Steve Rankin portrays Lloyd Blankenship, a newspaper reporter and ally of Keith.

Taylor Sheridan plays Danny Boyd, Liam Fitzpatrick's dim-witted cousin and accomplice.

Kate McNeil plays Betina Casablancas, Dick and Cassidy's biological mother.

Brandon Hillock plays Jerry Sacks, Sheriff Lamb's right-hand man.

Annie Campbell plays Molly Fitzpatrick, a member of the Fitzpatrick family and Felix's girlfriend until his death.

Kevin Sheridan plays Sean Friedrich, an "09er" with a penchant for thievery and drug dealing.

Cher Ferreyra portrays Fern Delgado, a disgruntled feminist and member of the "Take Back the Night" program. She lives in Lillith house with Nish and Claire and dislikes Veronica for proving the Pi Sigs weren't rapists. Veronica initially suspects her in the disappearance of Selma Hearst Rose.

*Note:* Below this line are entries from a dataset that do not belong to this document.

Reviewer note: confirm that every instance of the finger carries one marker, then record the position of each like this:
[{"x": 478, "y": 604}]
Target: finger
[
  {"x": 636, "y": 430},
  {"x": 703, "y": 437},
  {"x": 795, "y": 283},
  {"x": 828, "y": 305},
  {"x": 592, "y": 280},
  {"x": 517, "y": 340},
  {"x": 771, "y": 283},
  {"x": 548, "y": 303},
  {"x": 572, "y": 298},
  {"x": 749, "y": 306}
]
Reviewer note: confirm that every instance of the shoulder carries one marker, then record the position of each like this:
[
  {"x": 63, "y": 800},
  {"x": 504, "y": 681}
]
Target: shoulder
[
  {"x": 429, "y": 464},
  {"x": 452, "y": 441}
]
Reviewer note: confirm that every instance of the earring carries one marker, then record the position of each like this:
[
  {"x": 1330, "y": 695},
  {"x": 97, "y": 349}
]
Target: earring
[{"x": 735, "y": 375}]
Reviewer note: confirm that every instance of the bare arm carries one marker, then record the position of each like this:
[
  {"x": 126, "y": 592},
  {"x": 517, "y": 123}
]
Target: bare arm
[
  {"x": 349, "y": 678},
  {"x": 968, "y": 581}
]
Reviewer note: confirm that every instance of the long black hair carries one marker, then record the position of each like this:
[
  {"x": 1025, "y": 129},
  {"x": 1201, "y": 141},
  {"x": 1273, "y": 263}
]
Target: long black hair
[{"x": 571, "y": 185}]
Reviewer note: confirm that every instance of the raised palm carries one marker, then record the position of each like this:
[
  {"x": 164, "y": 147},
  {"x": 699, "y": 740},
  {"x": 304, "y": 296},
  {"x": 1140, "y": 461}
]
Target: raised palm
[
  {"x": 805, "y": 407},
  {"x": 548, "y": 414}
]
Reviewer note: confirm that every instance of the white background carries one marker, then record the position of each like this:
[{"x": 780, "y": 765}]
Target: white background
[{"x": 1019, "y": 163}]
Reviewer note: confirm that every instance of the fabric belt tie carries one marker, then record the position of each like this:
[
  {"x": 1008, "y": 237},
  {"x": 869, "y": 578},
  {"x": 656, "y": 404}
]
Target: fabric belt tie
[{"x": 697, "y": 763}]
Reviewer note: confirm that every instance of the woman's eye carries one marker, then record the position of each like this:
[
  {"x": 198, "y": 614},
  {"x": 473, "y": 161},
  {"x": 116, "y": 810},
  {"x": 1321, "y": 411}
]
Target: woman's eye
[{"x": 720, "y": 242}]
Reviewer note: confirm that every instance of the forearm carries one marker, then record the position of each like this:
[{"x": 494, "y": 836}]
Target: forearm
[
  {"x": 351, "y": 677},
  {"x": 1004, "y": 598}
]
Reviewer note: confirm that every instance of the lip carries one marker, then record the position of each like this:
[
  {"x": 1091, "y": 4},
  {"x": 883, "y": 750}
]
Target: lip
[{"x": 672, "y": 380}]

Robert Ri'Chard plays Mason, a hot-tempered basketball jock and Wallace's new friend. He encourages Wallace to skip studying to hang out with him and instead puts him in contact with Max to cheat. He is the one who mistakes Josh as being the person out on the overlook with Coach Barry before he is killed.

Joss Whedon plays Douglas, a clueless car-rental salesman who inadvertently helps Veronica track down Abel Koontz' daughter Amelia Delongpre in the episode "Rat Saw God".

Logan Miller and Ashton Moio play Simon and Craig, two college students and Spring Breakers whose friendship with a bombing victim is a source of clues for Mars Investigations.